Features of Bluetooth LE
LE devices are only expected to need to transmit data occasionally and are in a switched off state for the remainder of their time. Some uses of Bluetooth LE are locating and alerting devices, proximity detection, sensors, fitness and healthcare wearables, mobile payments, targeted advertising and marketing, etc. None of these use cases require constant data transfer or high data thoroughput – they focus on transferring small packets of information as needed.
LE takes much less time to establish connections than BR/EDR. This is a result of LE’s reduced number of dedicated advertising channels. LE uses just 3 channels to create connections, while BR/EDR uses 32. Scanning just 3 channels to establish connections reduce connection times to 3-4 milliseconds. Connection time between devices is typically so low that it is simpler to re-establish device connections each time data transfer is required. As a result, battery usage is drastically reduced.
LE has trimmed away some of the less necessary functionality of Bluetooth to appeal to the Internet of Things market which values low power consumption and speed. Some of the major reductions are:
1. Dual transmitting and receiving is an option: not a requirement – It is no longer necessary for the device to operate as a transmitter and receiver of data at the same time. To save battery life, LE devices have the option of only sending packets of data instead of simultaneously listening to receive packets. For example, a fitness watch takes readings of BPM and transmits that data to user’s Bluetooth Smart Ready mobile phone. The fitness watch does not need to listen to the phone for instructions.
2. No support for voice channels—LE is not intended for devices that must be constantly connected such as headphones. SCO/eSCO functionality has been removed.
3. No more Scatternets —LE provides support for only a piconet which has simplified the state machine of the link layer since a device can only be in one piconet at a particular time. The benefit of a scatternet topology is not lost: BR/EDR may support only up to 7 devices in a piconet, whereas LE piconets can have any number of connected devices.
4. No Master/Slave role switches —Role switches are no longer supported to simplify the link layer state machine.
5. No more constantly checking connections – BR/EDR devices constantly transmit POLL or NULL packets to check if remote devices are still there. LE devices terminate and re-establish links as needed, consuming far less energy.
6. No support for sniff and park modes. These modes for BR/EDR devices are intended as power saving modes. LE does not require these modes as it terminates and re-establishes links as needed, and conserves power for the rest of its time.
LE packets may be a maximum of 27 bytes long, whereas BR/EDR packets may be up to 1021 bytes. Shorter packets require less time and energy to transmit and keeps the radio from needing constant re-calibration due to high power states.
Reduced Memory Footprint
LE optimizes the use of dynamic memory so as to reduce the silicon area required in the hardware.

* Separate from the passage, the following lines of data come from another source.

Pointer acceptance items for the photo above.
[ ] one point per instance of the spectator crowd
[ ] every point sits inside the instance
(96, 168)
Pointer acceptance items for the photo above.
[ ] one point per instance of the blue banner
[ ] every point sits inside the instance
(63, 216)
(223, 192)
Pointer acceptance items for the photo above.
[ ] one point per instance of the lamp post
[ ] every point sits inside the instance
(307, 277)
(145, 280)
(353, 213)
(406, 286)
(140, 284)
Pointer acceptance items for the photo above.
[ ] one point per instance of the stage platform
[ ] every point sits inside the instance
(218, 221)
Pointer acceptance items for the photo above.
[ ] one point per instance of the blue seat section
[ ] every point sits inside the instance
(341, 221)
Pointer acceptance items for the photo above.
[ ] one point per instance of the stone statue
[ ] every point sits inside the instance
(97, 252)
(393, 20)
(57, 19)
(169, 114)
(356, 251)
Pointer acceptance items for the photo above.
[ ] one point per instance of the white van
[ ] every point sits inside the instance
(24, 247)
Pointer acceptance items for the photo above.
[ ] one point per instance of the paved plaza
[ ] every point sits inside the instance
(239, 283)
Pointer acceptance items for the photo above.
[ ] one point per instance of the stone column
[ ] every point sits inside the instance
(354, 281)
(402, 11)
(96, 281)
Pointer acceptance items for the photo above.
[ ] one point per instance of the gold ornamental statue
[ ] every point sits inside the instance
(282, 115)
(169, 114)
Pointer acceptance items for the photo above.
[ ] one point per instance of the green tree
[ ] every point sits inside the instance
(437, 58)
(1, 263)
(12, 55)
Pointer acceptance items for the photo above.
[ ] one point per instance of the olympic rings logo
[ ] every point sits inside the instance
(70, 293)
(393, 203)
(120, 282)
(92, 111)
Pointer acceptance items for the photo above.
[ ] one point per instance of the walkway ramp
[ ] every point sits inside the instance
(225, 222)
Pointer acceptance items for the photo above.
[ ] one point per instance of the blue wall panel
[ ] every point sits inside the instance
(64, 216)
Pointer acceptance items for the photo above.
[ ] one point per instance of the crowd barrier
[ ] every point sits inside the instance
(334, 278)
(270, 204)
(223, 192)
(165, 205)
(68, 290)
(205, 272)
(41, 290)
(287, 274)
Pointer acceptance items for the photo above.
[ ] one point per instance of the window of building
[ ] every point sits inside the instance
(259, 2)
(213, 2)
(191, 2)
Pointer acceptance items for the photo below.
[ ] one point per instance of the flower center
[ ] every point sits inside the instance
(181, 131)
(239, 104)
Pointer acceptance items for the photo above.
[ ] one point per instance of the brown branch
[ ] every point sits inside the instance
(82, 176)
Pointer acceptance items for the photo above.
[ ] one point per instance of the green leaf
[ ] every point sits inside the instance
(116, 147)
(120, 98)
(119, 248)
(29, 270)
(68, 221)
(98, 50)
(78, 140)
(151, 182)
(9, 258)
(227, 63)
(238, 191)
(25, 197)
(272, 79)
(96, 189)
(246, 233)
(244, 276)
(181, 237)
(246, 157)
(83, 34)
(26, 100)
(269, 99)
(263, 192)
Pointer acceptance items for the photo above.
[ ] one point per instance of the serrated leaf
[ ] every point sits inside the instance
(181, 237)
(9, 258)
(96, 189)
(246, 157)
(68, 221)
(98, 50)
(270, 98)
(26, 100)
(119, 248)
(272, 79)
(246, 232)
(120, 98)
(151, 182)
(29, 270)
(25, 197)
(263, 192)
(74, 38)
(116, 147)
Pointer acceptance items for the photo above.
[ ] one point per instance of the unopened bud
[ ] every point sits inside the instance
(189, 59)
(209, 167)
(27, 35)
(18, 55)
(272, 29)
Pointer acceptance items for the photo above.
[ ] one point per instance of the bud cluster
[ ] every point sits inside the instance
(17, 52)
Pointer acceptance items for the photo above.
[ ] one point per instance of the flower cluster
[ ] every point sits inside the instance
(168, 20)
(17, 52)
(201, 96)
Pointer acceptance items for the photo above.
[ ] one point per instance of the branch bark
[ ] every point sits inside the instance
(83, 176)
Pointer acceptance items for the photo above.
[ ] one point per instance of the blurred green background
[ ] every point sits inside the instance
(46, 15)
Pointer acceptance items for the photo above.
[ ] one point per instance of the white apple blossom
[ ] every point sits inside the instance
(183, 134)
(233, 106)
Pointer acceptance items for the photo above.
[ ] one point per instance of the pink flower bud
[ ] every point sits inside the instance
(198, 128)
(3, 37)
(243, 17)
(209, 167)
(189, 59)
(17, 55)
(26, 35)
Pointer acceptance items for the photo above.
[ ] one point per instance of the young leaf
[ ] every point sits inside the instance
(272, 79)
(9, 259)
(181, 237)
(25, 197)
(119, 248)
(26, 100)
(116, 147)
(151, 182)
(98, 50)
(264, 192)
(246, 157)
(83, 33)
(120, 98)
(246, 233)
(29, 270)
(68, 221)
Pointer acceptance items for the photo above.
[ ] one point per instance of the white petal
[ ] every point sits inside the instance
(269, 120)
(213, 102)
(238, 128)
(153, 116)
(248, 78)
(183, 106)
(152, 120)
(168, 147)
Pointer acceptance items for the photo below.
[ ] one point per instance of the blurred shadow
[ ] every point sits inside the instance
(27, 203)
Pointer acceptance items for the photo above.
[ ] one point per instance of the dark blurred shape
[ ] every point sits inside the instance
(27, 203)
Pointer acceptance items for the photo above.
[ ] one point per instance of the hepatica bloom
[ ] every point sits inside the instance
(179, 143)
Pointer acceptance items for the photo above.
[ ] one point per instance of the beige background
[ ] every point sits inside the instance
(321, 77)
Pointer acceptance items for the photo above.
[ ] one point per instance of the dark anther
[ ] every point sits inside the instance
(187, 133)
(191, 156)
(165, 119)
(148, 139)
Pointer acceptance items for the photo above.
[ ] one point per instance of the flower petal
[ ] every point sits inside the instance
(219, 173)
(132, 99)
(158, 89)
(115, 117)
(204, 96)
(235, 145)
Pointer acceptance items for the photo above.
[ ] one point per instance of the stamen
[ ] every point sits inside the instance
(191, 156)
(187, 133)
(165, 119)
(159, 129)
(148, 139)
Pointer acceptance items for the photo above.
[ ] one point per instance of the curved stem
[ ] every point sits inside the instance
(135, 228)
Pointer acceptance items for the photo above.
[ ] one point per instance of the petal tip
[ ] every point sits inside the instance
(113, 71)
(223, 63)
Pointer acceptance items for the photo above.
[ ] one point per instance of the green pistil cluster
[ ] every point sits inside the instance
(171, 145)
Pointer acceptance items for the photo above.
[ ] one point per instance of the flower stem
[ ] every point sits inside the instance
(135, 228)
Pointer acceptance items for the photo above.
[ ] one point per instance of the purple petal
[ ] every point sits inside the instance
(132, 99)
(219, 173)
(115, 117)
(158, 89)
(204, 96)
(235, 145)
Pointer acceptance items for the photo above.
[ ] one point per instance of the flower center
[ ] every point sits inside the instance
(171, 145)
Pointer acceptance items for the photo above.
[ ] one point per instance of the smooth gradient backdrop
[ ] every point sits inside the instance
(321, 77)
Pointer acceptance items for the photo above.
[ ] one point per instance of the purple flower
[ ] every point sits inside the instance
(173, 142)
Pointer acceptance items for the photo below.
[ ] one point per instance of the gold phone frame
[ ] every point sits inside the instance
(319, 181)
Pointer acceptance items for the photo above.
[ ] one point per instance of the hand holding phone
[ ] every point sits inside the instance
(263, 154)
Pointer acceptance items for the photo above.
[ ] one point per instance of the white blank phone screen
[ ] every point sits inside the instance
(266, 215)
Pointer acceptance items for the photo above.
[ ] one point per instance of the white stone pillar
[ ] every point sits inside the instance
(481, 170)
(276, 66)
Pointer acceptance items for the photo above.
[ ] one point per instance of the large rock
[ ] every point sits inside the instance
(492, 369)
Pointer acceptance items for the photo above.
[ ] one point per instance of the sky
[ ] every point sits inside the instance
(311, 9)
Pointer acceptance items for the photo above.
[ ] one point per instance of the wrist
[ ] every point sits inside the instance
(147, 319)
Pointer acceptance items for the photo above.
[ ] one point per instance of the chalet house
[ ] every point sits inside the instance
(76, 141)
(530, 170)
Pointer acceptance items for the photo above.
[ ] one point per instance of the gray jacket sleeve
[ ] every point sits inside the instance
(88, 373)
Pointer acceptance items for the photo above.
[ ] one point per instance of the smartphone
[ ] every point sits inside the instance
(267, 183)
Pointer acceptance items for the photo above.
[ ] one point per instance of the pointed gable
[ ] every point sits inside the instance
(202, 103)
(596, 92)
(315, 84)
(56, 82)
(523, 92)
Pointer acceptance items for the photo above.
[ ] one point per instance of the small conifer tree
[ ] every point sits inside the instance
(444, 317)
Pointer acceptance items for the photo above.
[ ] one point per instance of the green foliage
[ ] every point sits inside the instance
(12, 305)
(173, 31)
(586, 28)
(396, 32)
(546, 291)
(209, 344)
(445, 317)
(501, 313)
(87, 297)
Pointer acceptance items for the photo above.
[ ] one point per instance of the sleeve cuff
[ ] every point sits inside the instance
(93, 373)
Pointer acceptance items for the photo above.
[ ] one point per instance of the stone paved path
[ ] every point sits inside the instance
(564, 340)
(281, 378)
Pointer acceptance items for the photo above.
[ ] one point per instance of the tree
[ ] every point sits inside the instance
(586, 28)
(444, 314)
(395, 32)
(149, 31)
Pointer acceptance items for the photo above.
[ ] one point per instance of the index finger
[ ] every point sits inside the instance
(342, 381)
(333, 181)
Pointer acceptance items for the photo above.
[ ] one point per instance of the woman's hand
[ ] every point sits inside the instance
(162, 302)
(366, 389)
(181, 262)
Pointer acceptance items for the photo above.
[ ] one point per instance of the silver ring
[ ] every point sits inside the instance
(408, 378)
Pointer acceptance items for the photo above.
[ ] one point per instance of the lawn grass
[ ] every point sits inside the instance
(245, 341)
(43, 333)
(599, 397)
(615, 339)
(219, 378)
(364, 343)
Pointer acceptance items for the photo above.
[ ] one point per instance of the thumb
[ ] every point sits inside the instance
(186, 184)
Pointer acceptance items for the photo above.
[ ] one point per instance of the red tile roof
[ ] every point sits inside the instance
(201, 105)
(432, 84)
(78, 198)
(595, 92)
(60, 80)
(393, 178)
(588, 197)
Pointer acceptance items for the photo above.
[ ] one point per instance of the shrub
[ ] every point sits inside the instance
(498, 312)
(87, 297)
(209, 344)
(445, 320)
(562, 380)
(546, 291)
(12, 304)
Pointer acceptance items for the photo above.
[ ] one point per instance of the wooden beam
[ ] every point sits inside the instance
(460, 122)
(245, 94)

Dynamic memories must be refreshed constantly so as not to lose content, while ROM and FLASH memories do not require this. LE uses shorter packets, shorter headers, simpler protocols, and uniform packet formats to reduce the need for dynamic memory.
LE is helping cities, institutions, businesses, and individuals realize the potential of IoT. By connecting everyday objects to the internet, we are arming ourselves with the data to make smart, automated, and unbiased decisions. At 4x the range and 2x the speed of Bluetooth 4.2, Bluetooth 5.0 is poised to usher in an affordable and ultra low-power era of connection.